Jaime Saénz de Tejada, BBVA’s chief financial officer, told the press that his bank had achieved a “very good price”, and expressed confidence in long-term growth. The Spanish lender brings its expertise in mortgage lending and small and medium enterprise (SME) finance in particular to Turkey – two currently under-banked segments. “Many Turkish banks are looking into ways to increase services to SMEs,” Ümit Leblebici, general manager at TEB, told OBG. “Given their large share of total companies and relatively limited use of financial services, they offer a huge opportunity to banks that are willing to become their partners and to help them grow”.

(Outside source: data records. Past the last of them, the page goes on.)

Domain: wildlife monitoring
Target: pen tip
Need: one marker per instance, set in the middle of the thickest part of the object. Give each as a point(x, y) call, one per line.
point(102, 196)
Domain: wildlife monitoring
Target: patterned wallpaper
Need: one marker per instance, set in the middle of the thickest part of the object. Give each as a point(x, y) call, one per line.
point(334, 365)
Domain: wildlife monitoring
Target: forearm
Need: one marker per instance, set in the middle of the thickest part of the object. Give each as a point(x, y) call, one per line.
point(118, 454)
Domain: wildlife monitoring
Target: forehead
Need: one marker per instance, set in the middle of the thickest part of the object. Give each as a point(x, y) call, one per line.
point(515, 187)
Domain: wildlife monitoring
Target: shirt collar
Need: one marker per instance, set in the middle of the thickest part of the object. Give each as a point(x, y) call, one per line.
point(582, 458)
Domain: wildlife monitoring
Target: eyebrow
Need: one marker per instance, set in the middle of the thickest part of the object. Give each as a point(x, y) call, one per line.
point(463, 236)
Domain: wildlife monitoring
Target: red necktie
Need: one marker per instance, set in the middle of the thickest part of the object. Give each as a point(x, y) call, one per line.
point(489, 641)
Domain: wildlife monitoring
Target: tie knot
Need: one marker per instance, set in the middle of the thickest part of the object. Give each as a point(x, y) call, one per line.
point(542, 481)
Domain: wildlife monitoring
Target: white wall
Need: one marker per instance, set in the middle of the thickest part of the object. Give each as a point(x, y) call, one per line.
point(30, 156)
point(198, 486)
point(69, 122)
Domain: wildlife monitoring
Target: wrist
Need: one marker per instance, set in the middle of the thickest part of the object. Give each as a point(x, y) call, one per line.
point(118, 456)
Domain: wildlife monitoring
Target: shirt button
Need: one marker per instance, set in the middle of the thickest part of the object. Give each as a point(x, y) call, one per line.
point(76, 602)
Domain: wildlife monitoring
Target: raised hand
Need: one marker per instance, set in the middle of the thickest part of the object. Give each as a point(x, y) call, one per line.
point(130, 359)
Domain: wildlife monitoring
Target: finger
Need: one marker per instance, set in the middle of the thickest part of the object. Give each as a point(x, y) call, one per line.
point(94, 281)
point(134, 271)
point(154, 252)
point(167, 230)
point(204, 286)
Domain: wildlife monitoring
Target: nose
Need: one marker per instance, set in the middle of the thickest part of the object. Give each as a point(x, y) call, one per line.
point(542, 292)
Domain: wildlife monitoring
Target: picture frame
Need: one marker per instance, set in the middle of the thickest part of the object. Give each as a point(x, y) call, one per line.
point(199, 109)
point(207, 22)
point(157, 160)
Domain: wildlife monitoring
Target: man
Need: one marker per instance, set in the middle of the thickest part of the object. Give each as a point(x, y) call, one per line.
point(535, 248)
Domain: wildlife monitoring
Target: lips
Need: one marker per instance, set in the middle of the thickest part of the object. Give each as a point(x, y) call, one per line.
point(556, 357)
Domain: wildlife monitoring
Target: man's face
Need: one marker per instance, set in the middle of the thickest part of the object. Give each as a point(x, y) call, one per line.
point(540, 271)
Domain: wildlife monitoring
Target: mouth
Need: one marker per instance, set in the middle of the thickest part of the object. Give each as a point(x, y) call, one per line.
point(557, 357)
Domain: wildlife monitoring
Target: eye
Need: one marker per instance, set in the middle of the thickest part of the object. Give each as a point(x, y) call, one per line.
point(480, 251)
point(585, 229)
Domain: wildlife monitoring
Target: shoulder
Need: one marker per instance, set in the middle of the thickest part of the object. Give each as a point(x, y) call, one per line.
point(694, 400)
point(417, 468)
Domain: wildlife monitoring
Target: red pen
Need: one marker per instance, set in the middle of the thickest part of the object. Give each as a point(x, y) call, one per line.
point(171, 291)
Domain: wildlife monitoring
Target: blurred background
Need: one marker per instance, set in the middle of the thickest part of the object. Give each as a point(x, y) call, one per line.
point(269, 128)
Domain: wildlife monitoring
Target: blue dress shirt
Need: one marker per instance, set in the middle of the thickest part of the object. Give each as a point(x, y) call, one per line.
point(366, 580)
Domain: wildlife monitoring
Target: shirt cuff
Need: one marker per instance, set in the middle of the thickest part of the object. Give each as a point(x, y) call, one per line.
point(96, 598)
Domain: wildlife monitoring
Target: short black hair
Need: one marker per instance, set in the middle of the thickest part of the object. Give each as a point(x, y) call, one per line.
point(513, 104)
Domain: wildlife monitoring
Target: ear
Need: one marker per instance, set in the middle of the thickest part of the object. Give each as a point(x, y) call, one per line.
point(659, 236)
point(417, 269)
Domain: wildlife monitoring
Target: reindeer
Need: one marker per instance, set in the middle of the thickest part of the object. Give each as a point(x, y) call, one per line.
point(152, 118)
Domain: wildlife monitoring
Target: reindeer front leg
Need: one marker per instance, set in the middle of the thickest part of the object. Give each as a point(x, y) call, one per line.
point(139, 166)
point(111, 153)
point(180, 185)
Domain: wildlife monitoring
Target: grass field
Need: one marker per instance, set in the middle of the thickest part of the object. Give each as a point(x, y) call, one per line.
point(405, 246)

SME lending is also an area of focus for Italian bank Intesa Sanpaolo, which in April 2015 announced plans to expand further in Turkey, having opened a branch in Istanbul in June 2014. Intesa will also look to serve the 1200 or more Italian-owned companies present in Turkey, as well as new entrants from its home country, bank officials said.

The BBVA and Intesa announcements followed one of the biggest deals in recent years, the €2.92bn acquisition of a 99.85% stake in DenizBank by Russia’s state-owned Sberbank from Belgium’s Dexia in June 2012. The deal reflects both growing interest in Turkey from emerging market banks, and the reality of exits by Western institutions under pressure after the financial crisis. Dexia’s sale was forced by the French and Belgian governments as part of a restructuring plan, and it achieved only 1.33 times Garanti’s book value, having made the acquisition at a ratio of 4.62 times book value.

Both HSBC and Citigroup, two major international institutions, have also announced plans to downsize in or exit the Turkish market, with HSBC looking to shed its retail division, which has 300 branches and assets of around €3bn.

Ratings

International ratings agencies keep a close eye on the sector, and ratings movements can affect the borrowing costs of Turkish financial institutions. With Turkish banks having taken on substantial foreign debt, ratings can be a gauge of the borrowing costs they are set to bear. In April 2015 Moody’s Investors Service said it would be maintaining a negative outlook for Turkey, and a Baa3 rating, with lower economic growth and currency volatility drivers behind its decision, and that both would lead to the continuation of a negative outlook for the banking sector. Fitch reached similar conclusions.

Pressure on the TCMB from President Recep Tayyip Erdoğan also had an impact on the ratings, calling into question the bank’s independence from political interference and shaking economic confidence. With parliamentary elections due in June 2015, Erdoğan has been keen to boost flagging growth, while the TCMB has tried to stick to its official mandate of price control, trimming rising inflation. In early 2015 senior government representatives mounted a campaign to convince investors that the central bank remains independent (see analysis).

Outlook

As of mid-2015, a consensus has formed on the Turkish banking sector: it is secure, has a positive growth outlook, and is well-capitalised enough to deal with rising risks from foreign exchange exposure and investor sentiment. However, these risks should not be discounted, and further depreciation of the lira could make the going tougher for exposed banks. The environment is already more difficult, as economic growth has fallen, inflation has risen and political uncertainty has emerged. In this context, moves in 2013 to trim loan growth seem prescient.

Despite a more becalmed market in 2015, the outlook for the longer term is still very positive. “The demographics offer considerable opportunities for banks looking to enter the market. Where else can a new player service more than 100,000 customers in its first year?”, Hüseyin Özkaya, a board member and general manager at Odeabank, told OBG. Turkey has one of the world’s largest emerging economies, a large and growing population, and a diversified economic base. The continued entry of new players to the market is indicative of the sector’s potential.